O. 1: Frequency of words and word combinations

Calculating the frequency of words and word combinations allows for a detailed analysis of the examined material when combined with other functions of MAXQDA. MAXDictio offers its users three similarly-working functions:

  • Frequency of words (in general)
  • Frequency of words listed in the dictionary
  • Frequency of word combinations

Since these functions have a similar layout as well, we are going to discuss them altogether at this point.

Whether you‘d like to analyze the frequency of words or word combinations, you will always come across the dialog option window first. The top half of the windows work the same in each function.

03-Worthaeufigkeiten-02

Listed on the left-hand side are the options for selecting the material. This could be all documents, only the activated documents, or the entries listed in the window ”list of codings“.

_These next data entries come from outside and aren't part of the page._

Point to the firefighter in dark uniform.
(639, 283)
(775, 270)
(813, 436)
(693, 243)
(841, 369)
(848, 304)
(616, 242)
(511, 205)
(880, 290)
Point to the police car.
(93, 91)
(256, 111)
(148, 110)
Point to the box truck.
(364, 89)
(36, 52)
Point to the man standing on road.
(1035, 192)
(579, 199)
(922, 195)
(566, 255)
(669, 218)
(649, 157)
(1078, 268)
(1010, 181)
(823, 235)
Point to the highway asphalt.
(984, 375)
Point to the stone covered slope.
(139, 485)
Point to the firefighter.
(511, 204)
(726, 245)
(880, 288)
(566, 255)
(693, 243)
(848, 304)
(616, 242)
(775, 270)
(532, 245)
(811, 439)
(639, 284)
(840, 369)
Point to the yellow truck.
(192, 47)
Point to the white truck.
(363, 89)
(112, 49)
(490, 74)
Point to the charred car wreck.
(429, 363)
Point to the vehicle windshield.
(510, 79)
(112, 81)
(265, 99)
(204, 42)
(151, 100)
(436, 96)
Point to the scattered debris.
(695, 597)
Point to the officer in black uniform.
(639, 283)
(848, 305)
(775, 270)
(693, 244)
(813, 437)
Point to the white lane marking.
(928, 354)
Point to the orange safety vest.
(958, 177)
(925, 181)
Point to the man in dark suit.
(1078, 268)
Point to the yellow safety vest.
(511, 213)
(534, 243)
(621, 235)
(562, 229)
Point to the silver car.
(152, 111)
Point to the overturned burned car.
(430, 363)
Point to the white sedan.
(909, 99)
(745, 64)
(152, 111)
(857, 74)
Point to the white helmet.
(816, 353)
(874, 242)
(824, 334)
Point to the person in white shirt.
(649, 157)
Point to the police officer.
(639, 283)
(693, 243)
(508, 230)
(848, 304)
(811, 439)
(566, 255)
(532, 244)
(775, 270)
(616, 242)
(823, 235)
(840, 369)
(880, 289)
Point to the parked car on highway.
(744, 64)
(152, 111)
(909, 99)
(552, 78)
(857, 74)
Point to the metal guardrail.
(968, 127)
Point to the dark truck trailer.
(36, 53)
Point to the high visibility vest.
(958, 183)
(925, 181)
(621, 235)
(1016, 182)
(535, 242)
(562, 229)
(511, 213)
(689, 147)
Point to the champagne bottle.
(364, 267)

The option on the right-hand side allows for displaying additional columns, which can sort words by documents, set of documents, or codes.

The bottom of the window offers another two important options: the use of a stop-list, which filters every word on the list from calculating frequencies (Tip: Download prepared stop lists that you can use for your project) and the option to lemmatize words, which simplifies words to their word stem by using a lemma lexicon in the chosen language. So if the text contains the words “gave”, “given” or “gives”, it will list and count the base form “give” only.

Note: Acknowledge licence terms

MAXDictio uses lemmatize lists for this function that have been published under the Creative Commons and the Open Database License. If you use this function for a publication you have to give appropriate credit in a short note like the following:

Lemma list for German:
“A lemma list has been used that is based on “Deutsche Morphologie-Daten” by Daniel Naber (http://www.danielnaber.de/morphologie/), which is made available under the Creative Commons Attribution-ShareAlike 4.0 license (http://creativecommons.org/licenses/by-sa/4.0/).”

Lemma list for other languages:
“A lemma list has been used that was originally provided by Michal Boleslav Měchura (http://www.lexiconista.com/datasets/lemmatization/), which is made available under the Open Database License (ODbL) (http://opendatacommons.org/licenses/odbl/1.0/).”

Now let us have a look at the result window:

03-Worthaeufigkeiten-08

The columns display the words or word combinations, their length or the number of words per combination, the absolute and the relative appearance in the examined documents, and the number of examined documents in which the word (or word combination) can be found. The two additional columns to the right display information about the group of documents in this case.

By clicking on one of the blue buttons in the middle you can switch between the display of frequencies, ranks and distribution of documents for each column. The button to the left allows for setting the maximum amount of ranks. If you would like to reduce the amount of words to 10, as shown in the following illustration, then the ranks for the additional columns will also only be calculated for the 10 most frequent words.

03-Worthaeufigkeiten-11

You can filter your results by right-clicking on one of the columns, which then displays only word combinations with certain words, or only words which can be found in more than 75% of all documents. Alternatively, you can use the search function.

By right-clicking on an entry you can transfer it to the stop-list. This can also be done by double-clicking the green point in the first column, or by selecting one or more entries by pressing the STRG or SHIFT button, and then excluding them by clicking on the button in the menu bar. These entries will be gone after clicking on the refresh button.

Additionally, it is also possible to display the position of the search results.